In a quantum leap forward from the lo-fi Little Boat EP, Honeyfeet's long-awaited debut album is a darkly atmospheric work full of textural colour and ambience. It's a Good Thing I Love You draws on the familiar Honeyfeet elements of blues, jazz and folk, anchored around Rioghnach Connolly's captivating jazz blues vocals, all carefully refracted through a production filter of trippy, experimental studio effects. The result is a bewitching soundworld, full of languid beauty and dreamy sensuality.

On 'All I Know', a loping three-note bassline sets the mood before the flute and guitar introduce a catchy minor key hook. Connolly's vocals ruminate, full of bluesy anguish and soulful inflection. The feeling of weary lethargy is heightened with the trip hop tinged echo delays, bassy gurglings and glassy handclaps.

'Shadow' is a ghostly blues number coloured with distorted harmonica and deep glissandos from the horns. The effect is eerily surreal, like you've entered a strange dream sequence from a David Lynch film. In 'Rolling Around', the band alternates between the breezy harmonica-led theme and a waltzing guitar melody, looping endlessly with a Radiohead-like restlessness. On 'Harlequin', the only instrumental of the album, the band breaks out with a pleasing mix of mournful Ethio jazz modes and Latin rhythm, with open spaces for solos. With its sexy, bluesy swagger, 'Buried My Husband' could be a forgotten soundtrack to a Bond film.

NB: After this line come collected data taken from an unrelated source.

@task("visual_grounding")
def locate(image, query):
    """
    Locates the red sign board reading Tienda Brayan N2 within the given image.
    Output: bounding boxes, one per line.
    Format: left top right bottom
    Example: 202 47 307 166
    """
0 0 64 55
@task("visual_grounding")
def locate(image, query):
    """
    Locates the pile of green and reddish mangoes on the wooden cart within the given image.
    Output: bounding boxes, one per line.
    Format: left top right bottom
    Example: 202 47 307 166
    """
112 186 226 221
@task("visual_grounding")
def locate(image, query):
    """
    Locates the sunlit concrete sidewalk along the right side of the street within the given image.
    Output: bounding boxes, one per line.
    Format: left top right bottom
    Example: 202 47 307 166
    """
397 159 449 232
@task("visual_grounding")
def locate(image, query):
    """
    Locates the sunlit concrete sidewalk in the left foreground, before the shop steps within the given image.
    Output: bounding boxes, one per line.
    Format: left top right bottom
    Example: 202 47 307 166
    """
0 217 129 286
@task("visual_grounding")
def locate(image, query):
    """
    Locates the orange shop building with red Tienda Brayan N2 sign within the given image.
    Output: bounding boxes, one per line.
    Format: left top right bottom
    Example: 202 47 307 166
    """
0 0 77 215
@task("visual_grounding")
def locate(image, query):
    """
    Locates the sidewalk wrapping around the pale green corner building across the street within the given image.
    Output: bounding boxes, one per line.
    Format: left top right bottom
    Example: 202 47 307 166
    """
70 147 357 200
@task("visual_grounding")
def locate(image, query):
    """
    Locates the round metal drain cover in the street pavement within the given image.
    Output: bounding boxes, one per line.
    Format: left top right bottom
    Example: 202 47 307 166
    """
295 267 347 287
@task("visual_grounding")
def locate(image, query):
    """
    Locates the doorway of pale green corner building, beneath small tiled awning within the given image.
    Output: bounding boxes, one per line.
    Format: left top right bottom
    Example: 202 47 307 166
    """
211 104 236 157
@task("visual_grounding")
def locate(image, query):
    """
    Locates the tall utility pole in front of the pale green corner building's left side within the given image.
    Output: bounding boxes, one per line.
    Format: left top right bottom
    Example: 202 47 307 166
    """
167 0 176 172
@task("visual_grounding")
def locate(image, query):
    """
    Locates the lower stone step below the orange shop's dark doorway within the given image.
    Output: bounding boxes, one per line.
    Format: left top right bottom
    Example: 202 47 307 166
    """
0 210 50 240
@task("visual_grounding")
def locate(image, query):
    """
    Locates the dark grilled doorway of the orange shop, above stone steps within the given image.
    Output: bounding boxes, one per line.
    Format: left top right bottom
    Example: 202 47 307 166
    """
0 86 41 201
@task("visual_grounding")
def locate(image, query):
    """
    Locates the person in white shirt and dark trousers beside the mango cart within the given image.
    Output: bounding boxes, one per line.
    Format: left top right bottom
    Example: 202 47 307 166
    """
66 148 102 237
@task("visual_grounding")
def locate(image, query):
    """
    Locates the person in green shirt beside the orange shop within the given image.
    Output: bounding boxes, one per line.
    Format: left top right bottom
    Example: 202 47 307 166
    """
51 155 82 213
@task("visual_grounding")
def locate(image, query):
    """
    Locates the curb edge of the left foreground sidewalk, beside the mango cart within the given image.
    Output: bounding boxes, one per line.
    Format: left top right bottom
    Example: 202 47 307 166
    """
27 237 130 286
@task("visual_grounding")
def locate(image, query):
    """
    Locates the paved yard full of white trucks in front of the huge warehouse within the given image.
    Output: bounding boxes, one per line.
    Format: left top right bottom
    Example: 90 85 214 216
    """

The album closes with something rather special. At almost eight minutes in length, ‘Gather Me’ luxuriates in a deep, downtempo groove of which The Cinematic Orchestra would be proud. Connolly's vocals are exquisitely nuanced, full of soulful fragility and grace. The same falling chord sequence which opens the album then draws things to a close, the band subsiding into an exhausted jazzy dissonance.

For years Honeyfeet were one of those special bands you might come across by chance and rave about for weeks. But on record there just hasn't been anything to really capture their sound until now. With help from the likes of John Ellis and Paddy Steer, one of Manchester's best kept secrets have finally released a record which truly does them justice.